Islam menilai watak malu itu merupakan bagian dari Iman. Dengan demikian, orang yang tidak mempunyai rasa malu adalah orang yang hilang imannya. Maka tidaklah sempurna iman seseorang apabila ia tidak memiliki rasa malu.
Dari Abi Hurairah radhiyallahu ‘anhu, Rasululloh Shallallaahu alaihi wa Sallam bersabda: “Iman itu terbagi dalam tujuh puluh atau enam puluh cabang. Yang paling utama adalah mengucap ‘laa ilaaha illallah’ dan yang paling rendah adalah menyingkirkan duri di jalan. Dan malu adalah bagian dari iman.” (HR: Bukhari)
Betapa ternyata malu merupakan salah satu tanda keimanan. Dan orang yang tidak punya rasa malu hendaknya berhati-hati karena bisa saja itu pertanda kemurkaan Allah kepada dirinya.
Rasulullah bersabda: ”Sesungguhnya yang diambil sebagai pelajaran dari kisah para nabi terdahulu ialah apabila kamu sudah tidak mempunyai perasaan malu maka berbuatlah semaumu” (Riwayat Imam Bukhari dan Muslim).

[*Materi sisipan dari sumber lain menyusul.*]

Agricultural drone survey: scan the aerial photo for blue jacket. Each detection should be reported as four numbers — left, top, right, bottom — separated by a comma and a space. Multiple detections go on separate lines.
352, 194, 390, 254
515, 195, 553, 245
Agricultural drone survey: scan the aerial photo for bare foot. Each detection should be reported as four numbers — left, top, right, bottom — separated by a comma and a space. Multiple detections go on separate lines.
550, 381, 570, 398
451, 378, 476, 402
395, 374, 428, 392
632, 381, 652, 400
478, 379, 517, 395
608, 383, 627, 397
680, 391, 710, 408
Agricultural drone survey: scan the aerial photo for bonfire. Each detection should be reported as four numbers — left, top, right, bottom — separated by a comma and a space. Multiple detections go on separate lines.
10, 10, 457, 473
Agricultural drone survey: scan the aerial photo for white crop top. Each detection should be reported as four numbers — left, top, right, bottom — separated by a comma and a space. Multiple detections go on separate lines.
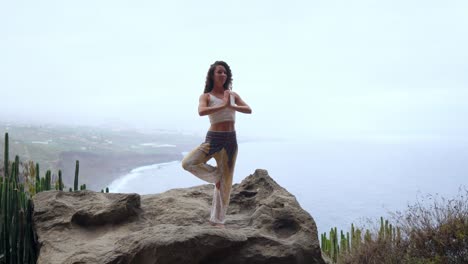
208, 94, 236, 124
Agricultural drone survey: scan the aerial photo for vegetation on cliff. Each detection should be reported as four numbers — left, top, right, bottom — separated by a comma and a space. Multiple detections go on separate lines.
321, 189, 468, 264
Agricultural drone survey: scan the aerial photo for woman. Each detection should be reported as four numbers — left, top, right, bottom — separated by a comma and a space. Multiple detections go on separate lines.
182, 61, 252, 227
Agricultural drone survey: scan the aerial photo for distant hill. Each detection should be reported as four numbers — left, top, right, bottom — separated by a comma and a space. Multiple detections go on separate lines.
0, 123, 202, 190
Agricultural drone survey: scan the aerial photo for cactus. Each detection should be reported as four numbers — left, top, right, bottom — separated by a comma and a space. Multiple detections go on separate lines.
13, 155, 19, 182
59, 170, 63, 191
36, 163, 41, 193
3, 133, 10, 178
73, 161, 80, 191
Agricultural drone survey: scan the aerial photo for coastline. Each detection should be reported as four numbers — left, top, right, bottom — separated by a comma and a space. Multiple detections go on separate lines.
58, 152, 182, 191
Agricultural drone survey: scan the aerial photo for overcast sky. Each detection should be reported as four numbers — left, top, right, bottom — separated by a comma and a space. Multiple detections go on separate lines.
0, 0, 468, 138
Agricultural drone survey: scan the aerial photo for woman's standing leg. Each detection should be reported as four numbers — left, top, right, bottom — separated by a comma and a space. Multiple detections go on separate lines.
210, 144, 237, 224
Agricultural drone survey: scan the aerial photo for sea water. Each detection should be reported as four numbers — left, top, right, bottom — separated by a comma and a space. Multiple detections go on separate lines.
110, 140, 468, 233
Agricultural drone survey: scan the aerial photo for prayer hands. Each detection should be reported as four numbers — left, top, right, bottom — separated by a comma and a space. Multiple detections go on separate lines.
223, 90, 232, 107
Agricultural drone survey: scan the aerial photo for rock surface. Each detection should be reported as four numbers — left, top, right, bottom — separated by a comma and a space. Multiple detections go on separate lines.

Itu berarti orang yang demikian sulit untuk mau mawas diri. Kita bisa melihat dari sejarah bagaimana bangsa-bangsa terdahulu yang tidak tahu malu, yang tidak mawas diri, akhirnya dibinasakan Allah Ta’ala. Dari sabda di atas ditemukan bahwa ternyata resep untuk menghilangkan rasa malu yaitu dengan memperbanyak berbuat kemungkaran, kezaliman, dan segala sesuatu yang dilarang Allah.

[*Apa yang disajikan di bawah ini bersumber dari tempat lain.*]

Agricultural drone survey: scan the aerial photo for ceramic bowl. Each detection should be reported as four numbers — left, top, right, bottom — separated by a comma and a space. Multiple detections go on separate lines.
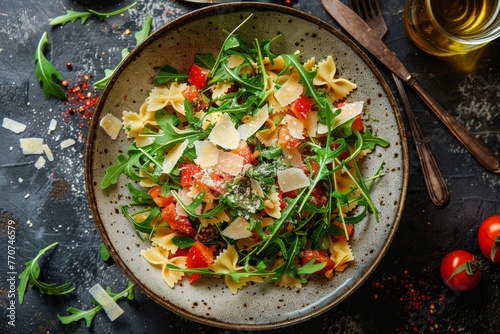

Berdasarkan riwayat Ibnu Umar, Rasulullah bersabda: ”Sesungguhnya Allah Yang Maha Mulia dan Maha Agung, bila berkehendak menjatuhkan seseorang maka Allah cabut dari orang itu rasa malunya. Ia hanya akan menerima kesusahan (dari orang banyak yang marah kepadanya). Melalui ungkapan kemarahan itu, hilang pulalah kepercayaan orang kepadanya. Bila kepercayaan kepadanya sudah hilang maka ia akan jadi orang yang khianat. Dengan menjadi khianat maka dicabutlah kerahmatan dari dirinya. Bila rahmat dicabut darinya maka jadilah ia orang yang dikutuk dan dilaknati orang banyak. Dan bila ia menjadi orang yang dilaknanati orang banyak, maka lepaslah ikatannya dengan Islam.”